La plage est parsemée de maisons coloniales, vestiges du glorieux passé de Grand Lahou. Tout en hauteur se situe la maison du gouverneur d’antan qui abritait les bals et autres fastes de l’époque coloniale. D’autres bâtiments tels que le premier bureau de poste, la première école primaire etc… se dressent fièrement comme pour défier les vagues qui sans cesse viennent se jeter sur le rivage. Mais cette fierté n’est que de façade. Car, ces sites laissés à l’abandon, sont mangés par le flot des vagues comme  beaucoup d’autres vestiges de l’époque coloniale.

Maison colonialeC’est le cœur lourd que nous regagnons la barque qui nous mènera à l’embouchure des trois eaux, avec son mélange de couleurs et de courants. Voir toute cette beauté naturelle, cette richesse inexploitée dont regorge mon pays, je ne peux que soupirer. Une seule question me vient en tête : « Qu’est ce que tu fiches dans le Bengue*, alors que le paradis se trouve chez toi ? » lol !

Sur la petite berge où nous accostons pour admirer le paysage se trouvaient trois pêcheurs à l’épervier. J’avais vu quelques images dans des documentaires mais je peux vous assurer qu’en vrai c’est complètement bluffant ! Ces hommes scrutent la lagune depuis la berge comme des aigles pour détecter les colonies de poissons. Une fois la cible identifiée, ils jettent leur filet après avoir pris de l’élan en tournant sur eux même à une vitesse incroyable ! C’est un mélange de dextérité, de puissance de frappe et de précision !

DSC05472 DSC05496source

Une partie du poisson tout fraîchement pêché a été écaillé et « piqué » (cuit en terre cf. photo) sous nos yeux, sans colorant, sans conservateur et sans congélation. Peut-on faire plus frais et plus « bio »?

A mon grand regret, nous ne pouvons partager ce beau festin avec nos compagnons.

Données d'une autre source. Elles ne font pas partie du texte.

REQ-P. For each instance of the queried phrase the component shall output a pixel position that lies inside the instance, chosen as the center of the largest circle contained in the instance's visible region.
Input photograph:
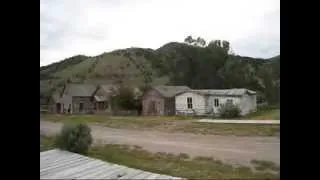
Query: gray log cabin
(81, 99)
(160, 100)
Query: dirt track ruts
(231, 149)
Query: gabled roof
(224, 92)
(83, 90)
(170, 91)
(109, 87)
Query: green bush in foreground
(229, 110)
(75, 138)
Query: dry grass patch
(167, 163)
(230, 129)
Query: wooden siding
(57, 164)
(87, 104)
(204, 104)
(153, 97)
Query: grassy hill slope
(174, 63)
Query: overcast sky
(91, 27)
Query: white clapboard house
(208, 101)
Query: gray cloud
(91, 27)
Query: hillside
(174, 63)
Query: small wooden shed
(160, 100)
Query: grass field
(169, 124)
(175, 165)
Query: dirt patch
(230, 149)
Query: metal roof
(224, 92)
(84, 90)
(170, 91)
(57, 164)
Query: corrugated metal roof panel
(57, 164)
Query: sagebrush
(75, 138)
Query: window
(106, 104)
(229, 101)
(80, 107)
(189, 102)
(216, 102)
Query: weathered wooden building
(102, 98)
(73, 98)
(208, 101)
(160, 100)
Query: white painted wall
(222, 100)
(66, 100)
(248, 104)
(198, 103)
(203, 105)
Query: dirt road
(231, 149)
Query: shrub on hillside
(75, 138)
(229, 110)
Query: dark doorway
(80, 107)
(152, 108)
(58, 107)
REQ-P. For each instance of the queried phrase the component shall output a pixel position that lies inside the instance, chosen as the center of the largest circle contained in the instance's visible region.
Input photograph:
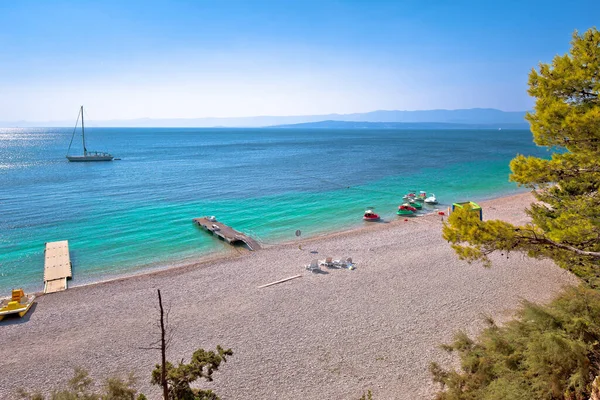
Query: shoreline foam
(331, 335)
(216, 255)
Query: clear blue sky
(222, 58)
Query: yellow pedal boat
(19, 303)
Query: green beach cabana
(474, 207)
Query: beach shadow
(14, 319)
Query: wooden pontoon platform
(57, 266)
(225, 232)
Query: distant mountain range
(397, 125)
(485, 116)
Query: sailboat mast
(83, 133)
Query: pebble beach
(329, 335)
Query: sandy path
(322, 336)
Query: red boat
(370, 216)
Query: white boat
(431, 199)
(87, 155)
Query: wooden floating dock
(225, 232)
(57, 266)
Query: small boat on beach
(421, 197)
(410, 195)
(87, 155)
(371, 216)
(415, 203)
(431, 199)
(406, 209)
(19, 303)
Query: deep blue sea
(126, 216)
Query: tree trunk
(595, 395)
(163, 350)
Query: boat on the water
(19, 303)
(371, 216)
(87, 154)
(406, 209)
(431, 199)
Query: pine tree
(565, 222)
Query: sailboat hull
(89, 158)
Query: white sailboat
(87, 155)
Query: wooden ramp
(57, 266)
(226, 233)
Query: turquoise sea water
(124, 216)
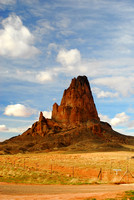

Il est 17h30 et la barque accoste déjà sur le rivage. Il faut quitter Grand Lahou dès maintenant si nous voulons éviter de faire le trajet dans l’obscurité, avec la prolifération des coupeurs de routes*.

C’est le cœur rempli de sentiments mitigés que je quitte la Cité des trois eaux. Je suis un peu déçue de ne pas avoir fait tout ce que nous avions prévu, notamment la visite de « Lahou plage », le lac sacré, le Parc National d’Asagny, etc…. Mais heureuse malgré tout de ce voyage. Je suis fière d’y avoir été à l’aveugle, de m’être laissée guider au gré des rencontres et des lieux découverts sur place. C’était un mélange d’aventure humaine et de retour dans le passé de cet illustre comptoir d’échanges commerciaux du 19ème siècle. Je me suis promis d’y retourner et cette fois pour au moins deux jours!

Descriptif de la ville

Lexique:

Benguiste : de la diaspora

Enjailler : se faire plaisir

Attiéké : semoule de Manioc

Usher Assouan : Homme Politique Ivoirien natif de Grand Lahou

Maquis : restaurant local à bon marché

Bengue : en Europe

Coupeurs de route* : carjackers

9 Comments

  1. Mary
    05/08/2014 at 10:44 am
    Reply

    Très intéressant !
    Il y a beaucoup de choses à faire en terme de tourisme de par chez nous

  2. Myna
    05/08/2014 at 8:40 pm
    Reply

    vivement des vacances en CI!!! il serait quand même temps , lol. assinie, grand bassam, San Pedro, et now le grand lahou!!

  3. Sylvie
    06/08/2014 at 5:51 pm
    Reply

    Très bel article ! J’ai plus qu’envie d’aller découvrir Grand-Lahou !

  4. Maimouna
    08/08/2014 at 11:40 am
    Reply

    Merci Alya pour cet article qui donne envie d’aller découvrir Grand-Lahou.

  5. Moi
    28/08/2014 at 3:29 pm
    Reply

    MDR !! L’île du dernier chimpanzé.
    ça doit être un sorcier celui-là ! Tout le monde meurt et lui il est là?? Si on regarde bien même, peut-être que c’est un homme qui est dedans…
    Chez les lagunaires, les choses ne sont jamais simples comme ça.

  6. Nadio
    18/11/2014 at 1:58 pm
    Reply

    C’etait un réel plaisir de lire cet article et cela me donne l’envie d’aller découvrir mon pays, ce beau pays qui est la Côte d’Ivoire. Encore merci….

  7. sery
    02/07/2015 at 2:14 pm
    Reply
  8. BMC
    19/08/2015 at 4:41 pm
    Reply

    MERCI POUR CET ARTICLE RICHE QUI M A RAMENÉ DANS MON LAHOU NATAL. JE NE RATE PAS UNE SEULE OCCASION D Y FAIRE UN TOUR OU DE FAIRE DÉCOUVRIR MON VILLAGE D ADOPTION A MON ENTOURAGE. MON RÊVE SERAIT D Y SÉJOURNER PLUS LONGTEMPS.
    LAHOU QUAND TU ME TIENS.

  9. BMC
    19/08/2015 at 4:42 pm
    Reply

    MERCI POUR CE TRÈS BEAU ARTICLE.